Jamon is the Spanish word for Ham. In English it refers to certain types of dry-cured ham from Spain. There are two primary labels for jamon: jamon iberico (ham from the Black Iberian pig), and jamon serrano (meaning ham from the sierra or mountain range), which includes most other varieties.
Jamon elaboration is similar to that of Portuguese presunto and to Italian prosciutto but it is typically cured for longer (up to 18 months).
Regionally; in Spain jamon is also known as pernil (in Aragon, Catalonia, Valencia, and other areas of Eastern Spain), xamon (in Galicia) and urdaiazpiko (in the Basque Country and Navarre).
Jamón is typically consumed in slices, either manually carved from a leg on a jamonero stand using a sharp thin slicing knife, or cut from the deboned meat with a rotatory cold-cut slicer. It's also regularly consumed in any shape in small portions.
As a product, Jamón is similar to Portuguese presunto and to Italian prosciutto, but the production differs by a longer curing phase (up to 18 months), giving it a dryer texture, deeper color and stronger flavour than the former.

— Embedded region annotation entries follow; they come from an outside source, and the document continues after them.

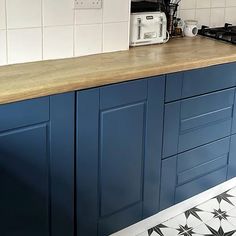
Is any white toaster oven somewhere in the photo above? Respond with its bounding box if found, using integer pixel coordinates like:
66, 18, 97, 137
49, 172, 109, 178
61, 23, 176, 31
130, 12, 168, 46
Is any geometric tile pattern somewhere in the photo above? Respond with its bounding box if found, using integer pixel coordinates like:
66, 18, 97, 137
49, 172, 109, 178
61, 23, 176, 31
137, 188, 236, 236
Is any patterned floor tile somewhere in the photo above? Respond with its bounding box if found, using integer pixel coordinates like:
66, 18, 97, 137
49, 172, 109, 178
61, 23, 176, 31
144, 188, 236, 236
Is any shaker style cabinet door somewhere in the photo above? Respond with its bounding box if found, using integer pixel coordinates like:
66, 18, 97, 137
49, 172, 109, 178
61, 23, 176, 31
76, 77, 165, 236
0, 94, 74, 236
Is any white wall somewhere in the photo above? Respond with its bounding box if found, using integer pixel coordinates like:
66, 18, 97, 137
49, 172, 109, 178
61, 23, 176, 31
0, 0, 130, 65
179, 0, 236, 27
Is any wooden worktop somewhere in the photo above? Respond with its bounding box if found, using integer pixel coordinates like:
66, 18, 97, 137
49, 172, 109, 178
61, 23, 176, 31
0, 36, 236, 104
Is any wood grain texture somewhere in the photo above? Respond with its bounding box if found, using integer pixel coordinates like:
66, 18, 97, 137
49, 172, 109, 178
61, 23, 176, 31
0, 36, 236, 104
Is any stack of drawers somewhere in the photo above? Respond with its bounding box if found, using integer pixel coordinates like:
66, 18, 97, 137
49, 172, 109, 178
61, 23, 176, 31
160, 64, 236, 210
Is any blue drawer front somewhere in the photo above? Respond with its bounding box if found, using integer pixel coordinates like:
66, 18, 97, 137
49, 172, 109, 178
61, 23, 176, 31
0, 97, 49, 132
160, 137, 230, 209
175, 167, 227, 203
165, 63, 236, 102
163, 89, 235, 157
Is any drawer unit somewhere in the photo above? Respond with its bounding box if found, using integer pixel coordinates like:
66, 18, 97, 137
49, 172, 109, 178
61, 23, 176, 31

A whole Jamón leg is considerably cheaper by weight than its sliced counterpart because it includes the bone and non-edible fat. Once the external fat layers are removed and the meat is exposed, though, the product must be consumed as soon as possible since a progressive drying and deteriorating process starts. This is not an issue for restaurateurs and retailers, since they go through product much faster than an individual. Home users will typically choose sliced product, be it freshly cut from a deli stand, commercially pre-packaged or vacuum preserved. Jamón is safe to consume for as long as is kept in its leg in a dry and cool environment and direct sunlight is avoided, but it must be kept refrigerated once cut away from the leg.
Jamón may also be smoked in some regions and it is consumed, mostly for personal use. This is common in the southern area of Castile and León as well as parts of Extremadura. Such a jamón has a harder texture and smoky-salty flavour.
Though widely available (even if on the expensive side) in Spain and accessible in some of the European Union, import duties and trade or food safety restrictions that apply to foreign meat products in international markets may raise substantially the prices while creating a scarcity, often making jamón a prohibitively costly product to import and offer overseas.
There are two main commercial labels for jamón, based on the pig breed and protected designations:
Fresh hams are trimmed and cleaned, then stacked and covered with salt for about two weeks to draw off excess moisture and preserve the meat from spoiling. The salt is then washed off and the hams are hung to dry for about six months. Finally, the hams are hung in a cool, dry place for six to 18 months, depending on the climate, as well as the size and type of ham being cured. The drying sheds (secaderos) are usually built at higher elevations, which is why the ham is called "mountain ham".